The third commandment is shorter, expressed in Ex. 20:7: "Thou shalt not take the name of the LORD thy God in vain; for the LORD will not hold him guiltless that taketh his name in vain." Straightforward, isn't it? Don't use the name of God, whatever it is, lightly. If you're going to worship a single deity as your ultimate God, the least you could do is show him the proper respect. This commandment led to many of the Shakespearean insults, however, such as "'swounds" (God's wounds, forrunner of our modern "zounds!"), "'sblood" (God's blood), "'sliver" (God's liver), and so on. And, of course, many people today routinely take the name of God in vain, at least in western, modernized countries.
The fourth commandment is again quite long, Ex. 20:8-11: "(8) Remember the sabbath day, to keep it holy. (9) Six days shalt thou labour, and do all thy work: (10) But the seventh day is the sabbath of the LORD thy God: in it thou shalt not do any work, thou, nor thy son, nor thy daughter, thy manservant, nor thy maidservant, nor thy cattle, nor thy stranger that is within thy gates: (11) For in six days the LORD made heaven and earth, the sea, and all that in them is, and rested the seventh day: wherefore the LORD blessed the sabbath day, and hallowed it."
I suspect that at the time God gave these commandments to the Hebrews, the idea of a day of rest was foreign to the Middle Eastern world. Who ever heard of a day when not only the head of the household, but also the servants rested? What manner of foolishness was this? Isn't the purpose of servants to have someone to work while you, their owner, rested? No, not according to the fourth commandment. This commandment is so long because it deliberately must explain to the Hebrews that no one in the household may work, not even the servants. It also gives a justification for itself: if God could create the world in six days and rest on the seventh, surely you can as well.
Finally, the fifth commandment, in Ex. 20:12, is: "Honour thy father and thy mother: that thy days may be long upon the land which the LORD thy God giveth thee." Again, straightforward and short. There are further instructions in later chapters for how to treat parents; for example, Ex. 21:15 says that anyone who strikes their parent must be executed, and Ex. 21:17 explains that anyone who even curses their parents must be likewise executed. These laws might seem a little overboard. However, in this part of the ten commandments, the intention behind the law is easily understood.
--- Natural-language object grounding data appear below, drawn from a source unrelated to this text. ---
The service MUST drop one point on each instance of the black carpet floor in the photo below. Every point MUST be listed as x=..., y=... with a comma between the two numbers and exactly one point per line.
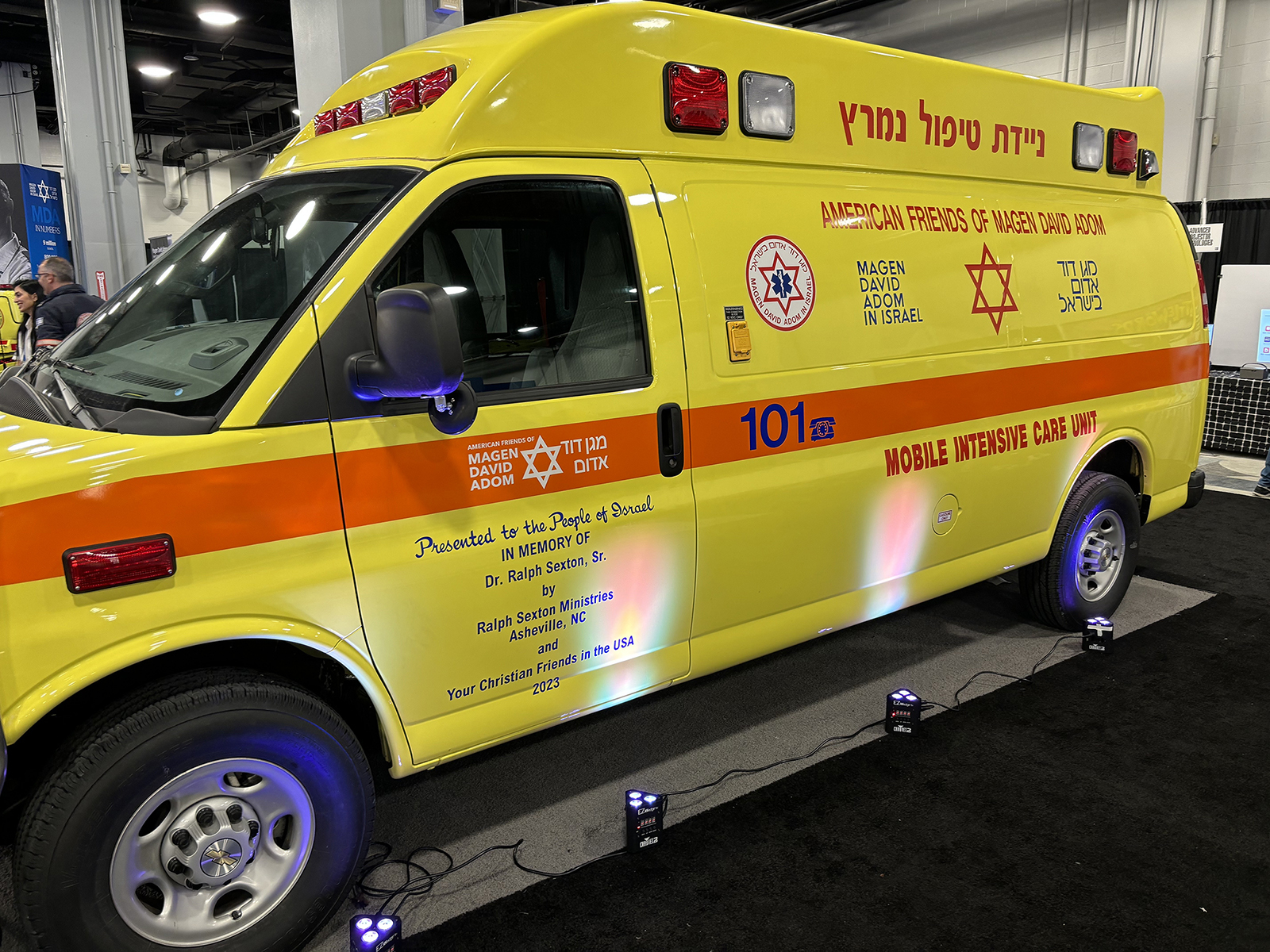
x=1119, y=803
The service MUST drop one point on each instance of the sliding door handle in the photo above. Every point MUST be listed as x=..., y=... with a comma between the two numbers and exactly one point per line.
x=670, y=438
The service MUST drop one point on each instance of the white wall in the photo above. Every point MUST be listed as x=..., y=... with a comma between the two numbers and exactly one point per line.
x=1241, y=162
x=1026, y=36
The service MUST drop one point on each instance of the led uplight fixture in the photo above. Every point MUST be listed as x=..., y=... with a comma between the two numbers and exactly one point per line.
x=1098, y=635
x=374, y=933
x=903, y=712
x=645, y=816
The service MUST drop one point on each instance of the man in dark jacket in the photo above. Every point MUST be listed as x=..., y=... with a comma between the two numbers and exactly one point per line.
x=64, y=305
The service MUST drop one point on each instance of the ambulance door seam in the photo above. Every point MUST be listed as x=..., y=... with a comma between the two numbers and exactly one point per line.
x=343, y=518
x=687, y=408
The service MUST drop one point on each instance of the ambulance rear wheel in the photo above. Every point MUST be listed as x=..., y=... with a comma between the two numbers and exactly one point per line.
x=1092, y=558
x=217, y=810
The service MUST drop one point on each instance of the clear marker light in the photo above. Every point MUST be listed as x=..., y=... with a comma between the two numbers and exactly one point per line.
x=302, y=216
x=211, y=249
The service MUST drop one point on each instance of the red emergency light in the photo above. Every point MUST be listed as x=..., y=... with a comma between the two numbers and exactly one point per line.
x=403, y=98
x=436, y=83
x=112, y=564
x=1123, y=152
x=348, y=114
x=696, y=99
x=1203, y=294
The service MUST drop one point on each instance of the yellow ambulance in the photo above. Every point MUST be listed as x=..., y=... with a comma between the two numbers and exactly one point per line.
x=559, y=359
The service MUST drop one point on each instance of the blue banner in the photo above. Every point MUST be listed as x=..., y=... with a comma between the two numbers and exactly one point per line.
x=46, y=216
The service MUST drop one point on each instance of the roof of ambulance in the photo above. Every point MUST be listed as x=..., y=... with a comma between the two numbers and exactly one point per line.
x=588, y=80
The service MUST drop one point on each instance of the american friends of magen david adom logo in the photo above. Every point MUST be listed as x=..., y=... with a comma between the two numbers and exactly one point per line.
x=780, y=281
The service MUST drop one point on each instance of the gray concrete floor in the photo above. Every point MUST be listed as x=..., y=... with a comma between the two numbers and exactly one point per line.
x=1231, y=473
x=563, y=790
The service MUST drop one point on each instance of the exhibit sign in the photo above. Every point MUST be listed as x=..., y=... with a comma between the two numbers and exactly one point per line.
x=32, y=220
x=46, y=215
x=1206, y=238
x=1241, y=317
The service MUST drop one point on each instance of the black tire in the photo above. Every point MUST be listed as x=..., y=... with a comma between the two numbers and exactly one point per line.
x=103, y=776
x=1049, y=587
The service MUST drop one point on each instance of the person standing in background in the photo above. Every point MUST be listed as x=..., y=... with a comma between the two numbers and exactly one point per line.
x=27, y=295
x=14, y=260
x=64, y=305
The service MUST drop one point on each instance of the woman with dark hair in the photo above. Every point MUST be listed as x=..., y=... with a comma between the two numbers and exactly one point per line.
x=27, y=295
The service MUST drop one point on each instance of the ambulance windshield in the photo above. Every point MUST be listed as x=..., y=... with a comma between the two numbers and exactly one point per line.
x=188, y=330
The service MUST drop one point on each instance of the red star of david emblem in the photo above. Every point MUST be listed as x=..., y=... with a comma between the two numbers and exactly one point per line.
x=787, y=278
x=978, y=272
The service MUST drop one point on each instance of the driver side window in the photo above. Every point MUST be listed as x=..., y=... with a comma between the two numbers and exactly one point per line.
x=543, y=279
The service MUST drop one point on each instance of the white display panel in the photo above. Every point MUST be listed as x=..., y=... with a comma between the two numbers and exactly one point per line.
x=1241, y=321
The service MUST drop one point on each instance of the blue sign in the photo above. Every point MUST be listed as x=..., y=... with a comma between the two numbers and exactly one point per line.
x=46, y=216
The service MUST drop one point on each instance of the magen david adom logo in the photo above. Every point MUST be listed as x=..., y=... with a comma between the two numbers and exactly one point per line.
x=780, y=281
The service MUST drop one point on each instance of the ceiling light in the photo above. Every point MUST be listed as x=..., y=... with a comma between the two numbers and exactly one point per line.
x=217, y=18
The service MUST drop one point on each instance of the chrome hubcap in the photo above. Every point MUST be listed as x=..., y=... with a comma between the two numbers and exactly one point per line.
x=213, y=852
x=1100, y=555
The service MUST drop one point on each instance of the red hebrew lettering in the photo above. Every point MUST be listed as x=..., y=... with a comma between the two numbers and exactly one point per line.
x=868, y=112
x=889, y=125
x=972, y=133
x=848, y=120
x=1000, y=139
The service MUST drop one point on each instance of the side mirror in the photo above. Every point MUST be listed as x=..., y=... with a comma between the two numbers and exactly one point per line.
x=419, y=349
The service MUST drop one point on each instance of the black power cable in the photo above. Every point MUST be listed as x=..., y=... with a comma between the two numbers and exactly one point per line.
x=740, y=771
x=419, y=880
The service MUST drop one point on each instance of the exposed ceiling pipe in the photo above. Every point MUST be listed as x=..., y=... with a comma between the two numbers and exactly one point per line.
x=818, y=12
x=1085, y=44
x=175, y=194
x=1208, y=109
x=1130, y=44
x=264, y=144
x=1067, y=44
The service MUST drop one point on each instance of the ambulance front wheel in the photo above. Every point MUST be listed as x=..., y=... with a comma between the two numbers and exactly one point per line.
x=1091, y=559
x=217, y=812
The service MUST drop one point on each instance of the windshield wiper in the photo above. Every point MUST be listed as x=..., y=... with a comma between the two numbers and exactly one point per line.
x=67, y=365
x=78, y=410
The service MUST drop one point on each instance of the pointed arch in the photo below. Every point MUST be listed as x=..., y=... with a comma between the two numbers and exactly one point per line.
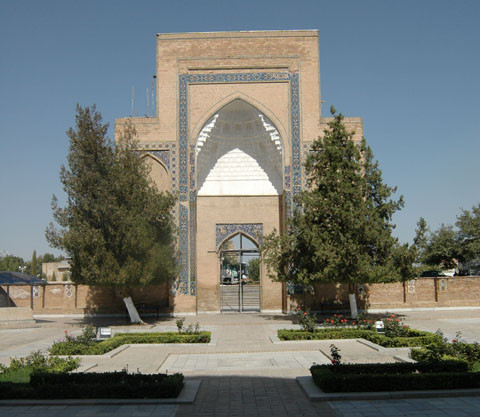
x=209, y=113
x=239, y=151
x=241, y=234
x=158, y=171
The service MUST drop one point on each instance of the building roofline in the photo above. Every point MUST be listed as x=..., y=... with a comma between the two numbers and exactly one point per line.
x=240, y=34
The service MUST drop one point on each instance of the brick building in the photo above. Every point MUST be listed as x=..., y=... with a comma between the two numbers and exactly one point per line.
x=236, y=113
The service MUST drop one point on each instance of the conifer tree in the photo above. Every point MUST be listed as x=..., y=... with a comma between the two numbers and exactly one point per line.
x=341, y=230
x=33, y=264
x=116, y=227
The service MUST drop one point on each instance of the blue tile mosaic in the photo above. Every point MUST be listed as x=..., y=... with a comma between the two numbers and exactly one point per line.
x=253, y=230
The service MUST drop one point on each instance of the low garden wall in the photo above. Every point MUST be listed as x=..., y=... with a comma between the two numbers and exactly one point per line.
x=417, y=293
x=68, y=298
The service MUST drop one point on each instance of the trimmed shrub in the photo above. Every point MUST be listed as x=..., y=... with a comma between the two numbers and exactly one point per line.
x=415, y=338
x=394, y=377
x=69, y=347
x=95, y=385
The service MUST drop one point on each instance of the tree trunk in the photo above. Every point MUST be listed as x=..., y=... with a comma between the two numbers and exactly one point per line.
x=352, y=298
x=132, y=311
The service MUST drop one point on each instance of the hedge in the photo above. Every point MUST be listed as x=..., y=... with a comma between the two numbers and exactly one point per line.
x=425, y=377
x=47, y=385
x=416, y=338
x=99, y=348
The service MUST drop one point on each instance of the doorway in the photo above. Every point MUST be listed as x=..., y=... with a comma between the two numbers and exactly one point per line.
x=239, y=275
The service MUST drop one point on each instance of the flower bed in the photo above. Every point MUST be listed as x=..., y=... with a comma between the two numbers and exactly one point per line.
x=414, y=338
x=394, y=377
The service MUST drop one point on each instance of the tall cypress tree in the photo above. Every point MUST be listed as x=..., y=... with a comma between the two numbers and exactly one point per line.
x=33, y=265
x=116, y=228
x=342, y=228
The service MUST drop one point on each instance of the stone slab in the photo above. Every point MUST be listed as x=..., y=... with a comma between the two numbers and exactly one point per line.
x=187, y=396
x=15, y=314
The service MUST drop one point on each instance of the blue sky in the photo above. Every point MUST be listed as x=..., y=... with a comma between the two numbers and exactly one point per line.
x=409, y=68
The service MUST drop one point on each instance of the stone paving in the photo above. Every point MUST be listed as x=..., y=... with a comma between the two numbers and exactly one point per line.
x=243, y=373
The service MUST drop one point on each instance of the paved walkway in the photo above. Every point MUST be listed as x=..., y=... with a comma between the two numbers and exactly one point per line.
x=243, y=373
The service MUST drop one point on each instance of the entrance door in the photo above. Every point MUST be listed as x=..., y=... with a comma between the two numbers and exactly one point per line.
x=239, y=275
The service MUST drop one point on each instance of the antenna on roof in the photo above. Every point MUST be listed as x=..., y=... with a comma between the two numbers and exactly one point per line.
x=133, y=100
x=148, y=105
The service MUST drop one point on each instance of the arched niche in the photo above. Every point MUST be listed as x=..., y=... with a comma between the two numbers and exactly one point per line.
x=158, y=173
x=239, y=152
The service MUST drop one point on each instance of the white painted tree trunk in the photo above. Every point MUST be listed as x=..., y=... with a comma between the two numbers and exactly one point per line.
x=353, y=305
x=132, y=311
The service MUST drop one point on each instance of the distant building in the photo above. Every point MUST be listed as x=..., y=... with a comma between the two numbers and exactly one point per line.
x=56, y=271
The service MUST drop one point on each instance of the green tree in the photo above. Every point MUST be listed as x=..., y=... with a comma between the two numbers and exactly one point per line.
x=468, y=237
x=341, y=230
x=443, y=249
x=116, y=227
x=33, y=264
x=48, y=257
x=11, y=263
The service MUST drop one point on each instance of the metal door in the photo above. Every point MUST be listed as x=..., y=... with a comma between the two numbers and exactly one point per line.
x=239, y=275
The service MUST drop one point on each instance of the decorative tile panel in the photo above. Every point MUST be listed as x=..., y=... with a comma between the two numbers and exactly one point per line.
x=182, y=285
x=253, y=230
x=193, y=240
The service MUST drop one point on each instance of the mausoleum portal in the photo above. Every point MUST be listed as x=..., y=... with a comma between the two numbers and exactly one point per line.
x=236, y=113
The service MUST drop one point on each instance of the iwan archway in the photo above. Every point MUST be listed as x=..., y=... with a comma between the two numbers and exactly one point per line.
x=239, y=159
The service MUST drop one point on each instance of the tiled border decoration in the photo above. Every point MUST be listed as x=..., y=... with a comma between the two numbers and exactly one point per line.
x=183, y=284
x=253, y=230
x=193, y=249
x=186, y=186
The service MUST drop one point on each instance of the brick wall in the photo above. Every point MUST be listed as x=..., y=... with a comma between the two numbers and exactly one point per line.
x=68, y=298
x=417, y=293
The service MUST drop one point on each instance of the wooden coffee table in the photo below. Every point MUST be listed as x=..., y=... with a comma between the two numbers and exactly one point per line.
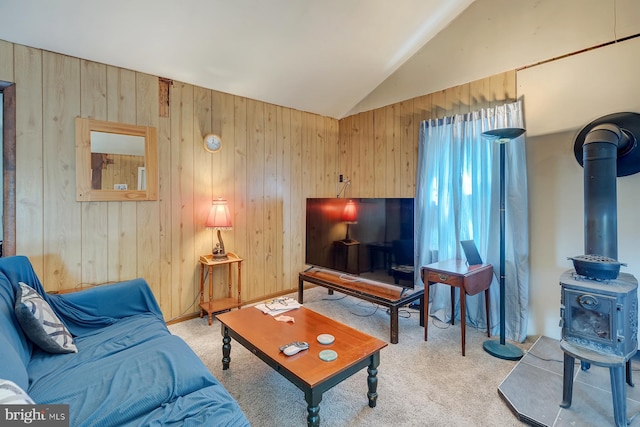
x=262, y=335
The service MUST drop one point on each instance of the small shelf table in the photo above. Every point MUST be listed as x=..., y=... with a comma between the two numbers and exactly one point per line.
x=208, y=263
x=455, y=273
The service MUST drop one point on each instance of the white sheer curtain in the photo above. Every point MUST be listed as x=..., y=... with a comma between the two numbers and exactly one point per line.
x=457, y=198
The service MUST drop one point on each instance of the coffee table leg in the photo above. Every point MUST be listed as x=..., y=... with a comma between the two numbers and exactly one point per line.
x=226, y=348
x=394, y=324
x=313, y=408
x=372, y=379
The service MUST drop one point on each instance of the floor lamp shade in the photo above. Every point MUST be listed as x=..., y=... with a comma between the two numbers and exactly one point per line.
x=502, y=349
x=219, y=219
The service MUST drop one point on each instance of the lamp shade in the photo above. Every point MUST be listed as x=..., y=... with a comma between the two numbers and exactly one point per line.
x=350, y=213
x=219, y=217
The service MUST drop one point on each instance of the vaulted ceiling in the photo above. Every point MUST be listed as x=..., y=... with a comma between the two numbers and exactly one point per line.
x=320, y=56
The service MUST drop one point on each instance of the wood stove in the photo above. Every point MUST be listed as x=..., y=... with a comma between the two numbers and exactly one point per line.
x=599, y=305
x=600, y=316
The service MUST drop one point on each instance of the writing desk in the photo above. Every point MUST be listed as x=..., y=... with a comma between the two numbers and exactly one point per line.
x=455, y=273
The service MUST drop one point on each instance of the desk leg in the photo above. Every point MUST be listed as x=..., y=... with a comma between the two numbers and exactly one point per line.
x=463, y=316
x=486, y=304
x=313, y=399
x=372, y=379
x=425, y=308
x=300, y=290
x=210, y=295
x=226, y=348
x=394, y=324
x=201, y=289
x=453, y=304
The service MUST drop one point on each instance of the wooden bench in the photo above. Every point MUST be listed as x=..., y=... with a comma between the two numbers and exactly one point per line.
x=392, y=297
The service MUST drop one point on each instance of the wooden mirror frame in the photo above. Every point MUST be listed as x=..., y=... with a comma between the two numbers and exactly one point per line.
x=9, y=168
x=84, y=190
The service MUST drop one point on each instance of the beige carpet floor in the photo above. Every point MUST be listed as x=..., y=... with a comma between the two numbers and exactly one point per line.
x=420, y=383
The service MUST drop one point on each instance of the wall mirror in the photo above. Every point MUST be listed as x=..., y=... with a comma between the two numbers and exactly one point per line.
x=115, y=161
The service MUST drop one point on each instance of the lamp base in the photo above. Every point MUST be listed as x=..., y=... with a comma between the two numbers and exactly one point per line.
x=504, y=351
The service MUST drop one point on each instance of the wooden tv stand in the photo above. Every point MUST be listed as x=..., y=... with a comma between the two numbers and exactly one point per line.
x=392, y=297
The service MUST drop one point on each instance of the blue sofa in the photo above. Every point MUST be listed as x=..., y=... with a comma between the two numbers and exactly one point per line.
x=128, y=369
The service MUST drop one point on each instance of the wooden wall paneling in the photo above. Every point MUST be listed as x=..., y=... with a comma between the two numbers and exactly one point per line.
x=308, y=182
x=183, y=255
x=438, y=107
x=271, y=201
x=29, y=156
x=121, y=107
x=392, y=148
x=407, y=146
x=361, y=177
x=318, y=139
x=255, y=197
x=223, y=166
x=166, y=287
x=480, y=94
x=297, y=198
x=61, y=105
x=331, y=156
x=367, y=154
x=94, y=222
x=206, y=171
x=239, y=208
x=7, y=61
x=147, y=212
x=343, y=162
x=380, y=152
x=285, y=273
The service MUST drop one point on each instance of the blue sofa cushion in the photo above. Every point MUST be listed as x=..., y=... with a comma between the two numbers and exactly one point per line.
x=133, y=373
x=12, y=394
x=40, y=323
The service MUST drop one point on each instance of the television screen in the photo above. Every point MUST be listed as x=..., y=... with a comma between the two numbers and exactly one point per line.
x=365, y=237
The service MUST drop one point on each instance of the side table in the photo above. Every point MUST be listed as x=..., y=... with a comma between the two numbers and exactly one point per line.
x=455, y=273
x=208, y=263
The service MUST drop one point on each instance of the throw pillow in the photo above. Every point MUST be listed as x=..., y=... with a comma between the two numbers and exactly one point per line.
x=40, y=323
x=12, y=394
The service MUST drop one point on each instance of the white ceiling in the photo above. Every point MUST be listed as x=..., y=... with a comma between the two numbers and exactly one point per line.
x=320, y=56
Having examined all these commandments, there are certain people today who claim that we, as a modern society, could maintain a well-ordered community with only the latter five commandments (Ex. 20:13-17) which deal with man-to-man relationships, and ignore the first five (Ex. 20:2-12), which mostly deal with the relationship between man and God. Given that we are no longer living in a theocracy but a secular, multinational community, this argument makes a lot of sense. Personally, I would have no problem with the latter five commandments being placed on public buildings: they are admirable guidelines for human interactions. The first five, on the other hand, should be a matter of private religious observance.
Reference: the division of the commandments for various religious traditions was taken from a surprisingly informative wikipedia article.